Pulaski is a neighborhood in eastern Gary, Indiana. It is roughly triangular in shape, bounded on the south by the Borman Expressway, on the west by Maryland Street, and on the northeast by the Norfolk Southern railway. It is separated by an industrial corridor from Aetna to its east and Emerson to its north; it directly adjoins the neighborhoods of Midtown and Glen Park. As of 2000, Pulaski's population was 6,777, which was 96.7% African-American, 1.4% white, and 1.3% of Hispanic ethnicity.

Pulaski was originally settled by white ethnic millworkers from the 1920s to 1950s. It was one of the first neighborhoods in Gary to be integrated, as upwardly-mobile African-American families moved in from neighboring Midtown in the 1950s. In 1970, the neighborhood's population was 11,825, nearly double what it is today.

The neighborhood was the site of Gary's first experiment with urban renewal, beginning in 1963. This experiment caused considerable damage to the community.

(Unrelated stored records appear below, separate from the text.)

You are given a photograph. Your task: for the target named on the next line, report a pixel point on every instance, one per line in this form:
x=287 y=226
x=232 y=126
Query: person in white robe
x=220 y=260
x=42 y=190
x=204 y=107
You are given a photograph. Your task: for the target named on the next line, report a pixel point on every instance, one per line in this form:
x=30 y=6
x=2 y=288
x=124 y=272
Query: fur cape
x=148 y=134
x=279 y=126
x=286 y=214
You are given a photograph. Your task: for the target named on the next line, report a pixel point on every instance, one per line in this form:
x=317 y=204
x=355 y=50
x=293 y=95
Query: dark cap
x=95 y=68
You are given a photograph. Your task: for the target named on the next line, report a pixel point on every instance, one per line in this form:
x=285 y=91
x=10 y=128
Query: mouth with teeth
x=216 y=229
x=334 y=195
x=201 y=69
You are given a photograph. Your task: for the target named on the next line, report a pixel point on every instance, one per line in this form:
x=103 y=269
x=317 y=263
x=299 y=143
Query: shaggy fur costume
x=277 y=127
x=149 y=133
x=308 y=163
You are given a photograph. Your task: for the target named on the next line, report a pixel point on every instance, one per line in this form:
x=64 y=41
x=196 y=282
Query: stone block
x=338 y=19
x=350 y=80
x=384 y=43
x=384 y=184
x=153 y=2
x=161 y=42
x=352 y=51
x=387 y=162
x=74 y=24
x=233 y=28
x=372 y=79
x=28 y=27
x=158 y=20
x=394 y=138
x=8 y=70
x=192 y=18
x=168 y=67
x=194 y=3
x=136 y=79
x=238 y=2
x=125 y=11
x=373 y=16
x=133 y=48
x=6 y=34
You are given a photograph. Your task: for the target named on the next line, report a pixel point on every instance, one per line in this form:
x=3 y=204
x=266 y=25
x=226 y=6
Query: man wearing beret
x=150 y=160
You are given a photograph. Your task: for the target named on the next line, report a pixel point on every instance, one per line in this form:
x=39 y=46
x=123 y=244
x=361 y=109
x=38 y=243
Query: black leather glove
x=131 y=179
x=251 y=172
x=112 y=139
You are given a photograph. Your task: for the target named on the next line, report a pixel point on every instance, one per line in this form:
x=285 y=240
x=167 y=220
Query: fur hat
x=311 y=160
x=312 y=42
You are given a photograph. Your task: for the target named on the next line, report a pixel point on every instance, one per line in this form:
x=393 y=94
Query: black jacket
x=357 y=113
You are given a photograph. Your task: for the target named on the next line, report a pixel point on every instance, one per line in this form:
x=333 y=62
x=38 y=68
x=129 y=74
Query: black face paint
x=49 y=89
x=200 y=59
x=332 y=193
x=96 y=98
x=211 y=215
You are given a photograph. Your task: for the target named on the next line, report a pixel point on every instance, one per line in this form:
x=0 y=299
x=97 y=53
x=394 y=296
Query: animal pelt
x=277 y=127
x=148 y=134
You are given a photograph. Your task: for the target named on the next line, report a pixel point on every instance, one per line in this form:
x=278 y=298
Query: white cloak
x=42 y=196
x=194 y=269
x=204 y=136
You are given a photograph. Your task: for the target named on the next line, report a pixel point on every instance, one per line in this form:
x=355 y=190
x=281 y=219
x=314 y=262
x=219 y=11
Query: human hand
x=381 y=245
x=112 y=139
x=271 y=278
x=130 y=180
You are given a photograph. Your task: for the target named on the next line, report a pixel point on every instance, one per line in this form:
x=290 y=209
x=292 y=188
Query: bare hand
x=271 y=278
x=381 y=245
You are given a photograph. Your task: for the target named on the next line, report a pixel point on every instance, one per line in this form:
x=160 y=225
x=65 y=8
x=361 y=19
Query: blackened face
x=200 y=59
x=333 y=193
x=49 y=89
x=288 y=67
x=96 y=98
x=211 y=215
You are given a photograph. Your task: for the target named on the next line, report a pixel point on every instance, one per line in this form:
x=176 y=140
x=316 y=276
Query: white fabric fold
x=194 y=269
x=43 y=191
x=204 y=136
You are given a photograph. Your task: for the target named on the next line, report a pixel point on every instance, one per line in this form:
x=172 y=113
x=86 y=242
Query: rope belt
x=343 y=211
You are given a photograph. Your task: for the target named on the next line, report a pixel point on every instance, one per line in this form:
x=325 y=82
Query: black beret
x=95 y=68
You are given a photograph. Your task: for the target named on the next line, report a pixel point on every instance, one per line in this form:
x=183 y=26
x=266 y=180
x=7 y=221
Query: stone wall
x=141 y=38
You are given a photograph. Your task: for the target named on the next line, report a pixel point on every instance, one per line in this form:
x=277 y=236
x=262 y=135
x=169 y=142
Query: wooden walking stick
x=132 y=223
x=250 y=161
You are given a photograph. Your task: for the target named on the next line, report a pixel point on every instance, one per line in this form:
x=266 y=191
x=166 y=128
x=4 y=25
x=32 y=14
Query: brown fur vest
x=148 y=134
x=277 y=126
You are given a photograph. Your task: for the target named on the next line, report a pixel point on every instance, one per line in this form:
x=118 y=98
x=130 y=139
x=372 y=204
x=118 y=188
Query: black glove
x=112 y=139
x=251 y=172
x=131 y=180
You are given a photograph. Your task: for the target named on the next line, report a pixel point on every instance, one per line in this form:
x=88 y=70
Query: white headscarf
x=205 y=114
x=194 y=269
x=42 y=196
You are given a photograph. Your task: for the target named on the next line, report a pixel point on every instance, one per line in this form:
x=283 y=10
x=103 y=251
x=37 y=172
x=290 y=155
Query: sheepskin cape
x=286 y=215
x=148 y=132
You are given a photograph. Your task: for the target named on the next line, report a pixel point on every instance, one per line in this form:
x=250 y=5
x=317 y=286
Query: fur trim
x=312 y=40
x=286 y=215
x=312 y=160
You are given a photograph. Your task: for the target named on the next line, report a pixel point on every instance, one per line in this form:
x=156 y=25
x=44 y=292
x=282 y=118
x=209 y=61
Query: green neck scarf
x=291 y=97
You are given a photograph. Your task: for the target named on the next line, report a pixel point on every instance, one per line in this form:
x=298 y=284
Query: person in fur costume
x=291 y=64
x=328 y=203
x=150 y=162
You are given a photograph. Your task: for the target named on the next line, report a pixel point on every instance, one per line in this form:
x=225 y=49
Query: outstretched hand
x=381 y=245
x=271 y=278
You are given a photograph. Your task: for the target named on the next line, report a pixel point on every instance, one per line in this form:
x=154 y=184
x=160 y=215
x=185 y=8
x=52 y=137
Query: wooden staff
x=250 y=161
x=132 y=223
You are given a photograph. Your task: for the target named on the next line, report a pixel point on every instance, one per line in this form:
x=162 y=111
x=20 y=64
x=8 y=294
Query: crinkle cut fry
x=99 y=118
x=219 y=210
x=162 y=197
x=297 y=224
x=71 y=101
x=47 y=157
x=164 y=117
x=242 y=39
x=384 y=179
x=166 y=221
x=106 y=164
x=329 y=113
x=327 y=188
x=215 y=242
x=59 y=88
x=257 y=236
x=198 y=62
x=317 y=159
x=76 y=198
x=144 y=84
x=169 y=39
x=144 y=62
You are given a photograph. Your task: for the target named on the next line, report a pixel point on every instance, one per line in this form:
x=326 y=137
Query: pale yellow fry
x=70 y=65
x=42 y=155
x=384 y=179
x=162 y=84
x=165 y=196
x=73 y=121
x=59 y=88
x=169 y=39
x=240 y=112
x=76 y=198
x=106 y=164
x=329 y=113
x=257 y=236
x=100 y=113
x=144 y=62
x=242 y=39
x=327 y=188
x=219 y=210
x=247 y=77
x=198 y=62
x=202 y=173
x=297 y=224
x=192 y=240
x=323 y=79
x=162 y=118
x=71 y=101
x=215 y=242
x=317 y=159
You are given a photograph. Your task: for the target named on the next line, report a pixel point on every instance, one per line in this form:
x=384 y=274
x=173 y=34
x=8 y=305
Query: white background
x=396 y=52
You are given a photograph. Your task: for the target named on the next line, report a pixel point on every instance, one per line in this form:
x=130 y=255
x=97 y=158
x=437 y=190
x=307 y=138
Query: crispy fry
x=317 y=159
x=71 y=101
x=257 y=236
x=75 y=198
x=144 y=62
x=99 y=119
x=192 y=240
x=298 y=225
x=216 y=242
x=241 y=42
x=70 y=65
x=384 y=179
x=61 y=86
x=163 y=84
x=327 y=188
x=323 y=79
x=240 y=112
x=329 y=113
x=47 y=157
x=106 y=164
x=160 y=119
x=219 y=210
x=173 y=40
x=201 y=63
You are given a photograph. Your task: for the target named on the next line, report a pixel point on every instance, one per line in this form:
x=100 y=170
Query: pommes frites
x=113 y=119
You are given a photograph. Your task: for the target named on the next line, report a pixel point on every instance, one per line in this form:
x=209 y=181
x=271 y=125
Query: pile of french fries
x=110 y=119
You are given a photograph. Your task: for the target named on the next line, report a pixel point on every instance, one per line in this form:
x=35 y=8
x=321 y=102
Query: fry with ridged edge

There is little retail in the neighborhood, apart from a small cluster of shops at 21st and Virginia. The housing stock consists primarily of single-family homes, although there are also several apartment complexes. Pulaski's housing stock has a 96% occupancy rate and a 40% owner-occupancy rate. The neighborhood includes a large subdivision called Marshalltown. There are three elementary schools and a middle school.

The neighborhood includes a portion of the Little Calumet River floodplain in its southeastern corner, where there is significant open space. There are also several small community parks. As with many Gary neighborhoods, illegal dumping is a serious problem in disused areas.